AVIF is a single-image format, so a multi-page .doc is rendered to one AVIF per page rather than one combined file. If you need every page bundled together in a single document, convert to a paged format with DOC to PDF instead, which keeps all pages in one file with selectable text.
The "Conversion Quality" setting controls render resolution: 300 DPI (the default) is sharp enough for most documents, while 400–600 DPI helps fine print and dense tables stay legible. Pick the DPI before converting — each AVIF has a fixed pixel count, so enlarging a finished image only blurs the pixels that are already there. Higher DPI produces larger files and takes a little longer to process.
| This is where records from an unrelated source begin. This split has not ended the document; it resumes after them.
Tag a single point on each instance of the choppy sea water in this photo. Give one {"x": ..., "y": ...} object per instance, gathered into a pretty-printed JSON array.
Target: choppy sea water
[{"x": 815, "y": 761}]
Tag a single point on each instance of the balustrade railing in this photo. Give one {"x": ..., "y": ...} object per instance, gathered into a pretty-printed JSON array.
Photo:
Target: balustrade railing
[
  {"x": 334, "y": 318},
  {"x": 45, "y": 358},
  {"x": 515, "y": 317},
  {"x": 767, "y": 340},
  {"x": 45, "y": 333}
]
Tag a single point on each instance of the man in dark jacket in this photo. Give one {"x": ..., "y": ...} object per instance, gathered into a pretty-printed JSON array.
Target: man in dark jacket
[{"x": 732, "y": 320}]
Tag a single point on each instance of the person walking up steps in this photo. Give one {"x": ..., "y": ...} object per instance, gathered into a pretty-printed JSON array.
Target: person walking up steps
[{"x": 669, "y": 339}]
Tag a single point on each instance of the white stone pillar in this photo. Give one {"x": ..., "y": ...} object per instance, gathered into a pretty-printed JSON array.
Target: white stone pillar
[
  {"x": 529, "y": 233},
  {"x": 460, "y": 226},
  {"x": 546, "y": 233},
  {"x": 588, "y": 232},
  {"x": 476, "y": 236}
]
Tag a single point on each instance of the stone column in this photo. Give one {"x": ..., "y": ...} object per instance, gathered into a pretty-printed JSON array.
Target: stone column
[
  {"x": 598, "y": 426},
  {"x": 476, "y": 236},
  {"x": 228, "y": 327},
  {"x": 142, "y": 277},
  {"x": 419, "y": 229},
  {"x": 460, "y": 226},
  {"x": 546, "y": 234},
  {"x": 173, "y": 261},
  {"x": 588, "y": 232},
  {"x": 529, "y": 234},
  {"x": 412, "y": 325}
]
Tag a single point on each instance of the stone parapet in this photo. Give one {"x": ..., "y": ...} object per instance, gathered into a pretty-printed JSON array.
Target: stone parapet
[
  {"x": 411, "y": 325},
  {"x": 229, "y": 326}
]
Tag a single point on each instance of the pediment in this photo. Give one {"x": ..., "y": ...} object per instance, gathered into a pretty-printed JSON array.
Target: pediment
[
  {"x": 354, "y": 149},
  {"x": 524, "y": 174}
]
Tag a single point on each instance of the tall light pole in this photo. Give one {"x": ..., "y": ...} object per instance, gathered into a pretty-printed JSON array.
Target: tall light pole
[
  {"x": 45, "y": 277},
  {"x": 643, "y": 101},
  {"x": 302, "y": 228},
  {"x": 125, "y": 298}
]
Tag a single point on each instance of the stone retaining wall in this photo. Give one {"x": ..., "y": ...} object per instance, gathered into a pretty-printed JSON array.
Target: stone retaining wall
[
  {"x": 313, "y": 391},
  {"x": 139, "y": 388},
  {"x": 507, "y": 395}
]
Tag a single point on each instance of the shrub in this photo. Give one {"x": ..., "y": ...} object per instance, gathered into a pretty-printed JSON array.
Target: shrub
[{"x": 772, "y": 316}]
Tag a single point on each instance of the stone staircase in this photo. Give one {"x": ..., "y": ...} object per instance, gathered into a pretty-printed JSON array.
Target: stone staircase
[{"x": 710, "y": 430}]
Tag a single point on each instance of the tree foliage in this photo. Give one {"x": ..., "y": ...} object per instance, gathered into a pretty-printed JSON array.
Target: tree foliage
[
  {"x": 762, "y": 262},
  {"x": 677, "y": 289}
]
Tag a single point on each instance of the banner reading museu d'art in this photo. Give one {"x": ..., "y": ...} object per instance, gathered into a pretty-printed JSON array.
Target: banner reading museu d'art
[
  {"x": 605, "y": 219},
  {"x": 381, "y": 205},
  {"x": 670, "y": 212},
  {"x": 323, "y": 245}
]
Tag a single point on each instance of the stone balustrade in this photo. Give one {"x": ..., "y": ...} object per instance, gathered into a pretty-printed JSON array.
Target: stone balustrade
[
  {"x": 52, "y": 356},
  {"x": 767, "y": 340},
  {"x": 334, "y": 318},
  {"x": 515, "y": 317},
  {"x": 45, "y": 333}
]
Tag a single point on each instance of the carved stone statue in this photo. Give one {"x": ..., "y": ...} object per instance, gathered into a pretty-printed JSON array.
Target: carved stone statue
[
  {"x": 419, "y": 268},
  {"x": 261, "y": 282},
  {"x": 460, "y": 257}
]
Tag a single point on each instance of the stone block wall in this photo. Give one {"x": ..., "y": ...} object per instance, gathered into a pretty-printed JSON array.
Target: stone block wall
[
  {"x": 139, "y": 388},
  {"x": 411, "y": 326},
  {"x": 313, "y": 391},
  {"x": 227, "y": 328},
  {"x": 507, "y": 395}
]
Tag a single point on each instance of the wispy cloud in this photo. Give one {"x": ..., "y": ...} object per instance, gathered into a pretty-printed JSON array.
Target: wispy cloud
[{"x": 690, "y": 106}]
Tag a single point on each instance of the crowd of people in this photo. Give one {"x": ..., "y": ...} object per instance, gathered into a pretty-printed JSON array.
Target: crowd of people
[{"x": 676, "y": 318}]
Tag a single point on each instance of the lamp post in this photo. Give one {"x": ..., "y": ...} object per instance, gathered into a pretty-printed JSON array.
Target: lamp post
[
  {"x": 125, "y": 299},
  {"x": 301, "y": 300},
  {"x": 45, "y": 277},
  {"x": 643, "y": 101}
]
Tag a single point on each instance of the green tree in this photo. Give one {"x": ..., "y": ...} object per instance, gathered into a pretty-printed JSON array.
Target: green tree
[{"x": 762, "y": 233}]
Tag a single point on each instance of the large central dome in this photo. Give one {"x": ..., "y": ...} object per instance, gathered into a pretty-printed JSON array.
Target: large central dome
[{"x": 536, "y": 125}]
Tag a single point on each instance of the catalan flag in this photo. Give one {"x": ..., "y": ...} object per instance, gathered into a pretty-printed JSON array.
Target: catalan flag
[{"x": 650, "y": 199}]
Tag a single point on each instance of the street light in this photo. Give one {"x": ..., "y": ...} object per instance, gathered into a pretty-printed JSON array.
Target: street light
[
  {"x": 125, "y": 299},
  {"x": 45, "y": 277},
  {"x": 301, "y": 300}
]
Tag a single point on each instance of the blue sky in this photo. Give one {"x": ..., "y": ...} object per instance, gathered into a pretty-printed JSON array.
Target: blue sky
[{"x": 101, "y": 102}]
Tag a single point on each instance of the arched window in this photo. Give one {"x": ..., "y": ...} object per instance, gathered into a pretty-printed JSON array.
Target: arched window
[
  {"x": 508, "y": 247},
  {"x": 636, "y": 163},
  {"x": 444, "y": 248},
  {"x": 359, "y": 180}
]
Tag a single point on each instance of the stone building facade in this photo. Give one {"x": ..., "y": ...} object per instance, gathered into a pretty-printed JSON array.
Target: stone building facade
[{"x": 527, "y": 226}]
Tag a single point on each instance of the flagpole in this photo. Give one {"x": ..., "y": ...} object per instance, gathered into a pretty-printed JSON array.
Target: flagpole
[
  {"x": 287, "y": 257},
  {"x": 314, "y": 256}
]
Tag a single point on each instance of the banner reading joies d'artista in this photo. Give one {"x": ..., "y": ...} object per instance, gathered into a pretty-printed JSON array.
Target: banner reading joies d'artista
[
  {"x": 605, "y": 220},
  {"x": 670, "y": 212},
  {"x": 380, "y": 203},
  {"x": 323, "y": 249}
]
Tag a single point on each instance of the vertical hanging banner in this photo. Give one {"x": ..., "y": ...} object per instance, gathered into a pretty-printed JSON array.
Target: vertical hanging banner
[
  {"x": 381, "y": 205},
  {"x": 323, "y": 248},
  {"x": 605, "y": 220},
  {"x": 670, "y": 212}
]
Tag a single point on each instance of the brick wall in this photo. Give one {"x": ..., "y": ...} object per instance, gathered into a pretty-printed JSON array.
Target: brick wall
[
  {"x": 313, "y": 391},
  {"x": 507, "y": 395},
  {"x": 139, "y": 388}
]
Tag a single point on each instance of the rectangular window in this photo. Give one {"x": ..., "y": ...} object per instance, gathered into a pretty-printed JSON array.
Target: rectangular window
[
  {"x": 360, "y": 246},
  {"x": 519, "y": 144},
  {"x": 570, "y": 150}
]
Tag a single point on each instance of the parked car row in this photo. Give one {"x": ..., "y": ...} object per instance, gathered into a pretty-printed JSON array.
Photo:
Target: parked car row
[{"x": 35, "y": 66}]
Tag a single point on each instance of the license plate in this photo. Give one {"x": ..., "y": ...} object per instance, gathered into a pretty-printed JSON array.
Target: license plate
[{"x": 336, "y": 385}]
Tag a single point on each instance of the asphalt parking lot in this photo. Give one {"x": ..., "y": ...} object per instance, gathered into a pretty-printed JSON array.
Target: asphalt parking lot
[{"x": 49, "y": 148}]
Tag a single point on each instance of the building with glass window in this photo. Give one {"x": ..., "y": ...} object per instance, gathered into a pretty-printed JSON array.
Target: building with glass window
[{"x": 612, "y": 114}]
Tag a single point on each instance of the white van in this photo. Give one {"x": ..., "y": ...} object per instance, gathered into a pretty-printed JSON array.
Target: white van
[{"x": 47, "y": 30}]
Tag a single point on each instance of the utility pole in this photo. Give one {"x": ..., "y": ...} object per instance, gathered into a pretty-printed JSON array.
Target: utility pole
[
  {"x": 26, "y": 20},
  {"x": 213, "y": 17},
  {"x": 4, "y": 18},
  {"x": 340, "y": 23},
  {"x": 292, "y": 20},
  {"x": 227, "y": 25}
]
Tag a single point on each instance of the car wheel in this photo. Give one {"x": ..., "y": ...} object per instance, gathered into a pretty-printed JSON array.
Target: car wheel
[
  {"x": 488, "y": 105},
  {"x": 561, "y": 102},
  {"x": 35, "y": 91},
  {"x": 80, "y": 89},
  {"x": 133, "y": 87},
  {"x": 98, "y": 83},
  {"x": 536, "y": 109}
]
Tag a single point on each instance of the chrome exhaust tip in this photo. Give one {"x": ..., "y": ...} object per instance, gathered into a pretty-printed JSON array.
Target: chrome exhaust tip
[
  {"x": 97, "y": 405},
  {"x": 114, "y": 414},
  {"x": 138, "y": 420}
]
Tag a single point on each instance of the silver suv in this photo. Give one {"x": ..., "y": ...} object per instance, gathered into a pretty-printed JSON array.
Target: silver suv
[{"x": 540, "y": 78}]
AVIF is supported by browsers covering roughly 93% of users, including Chrome 85+, Firefox 93+, Safari 16.4+ (2023), and Edge 121+. Older browsers and some image viewers cannot display it, so if you need a picture that opens absolutely everywhere — including legacy software and email previews — choose DOC to JPG or DOC to PNG instead, which display universally.
Legacy .doc is an OLE2 binary format from the Word 97–2003 era, and a renderer can only reproduce fonts that travel with the file. Fonts embedded in the .doc come through faithfully; fonts that are merely referenced fall back to the closest available match, which can nudge line breaks and spacing. If a document misbehaves, modernize it first with DOC to DOCX and convert the cleaner .docx — the newer XML format is far easier to parse. If your file is already a .docx, use DOCX to AVIF directly.
Your .doc is uploaded over an encrypted connection and processed on our servers — there is no in-browser-only mode for this conversion. Files are deleted automatically a few hours after conversion and are never shared or made public; no account is required and the output carries no watermark. In our testing, a single-page styled .doc at 300 DPI renders cleanly to a compact AVIF, while documents with non-embedded fonts or heavy layering are more likely to substitute a typeface — spot-check complex pages, and keep your original .doc as the master copy.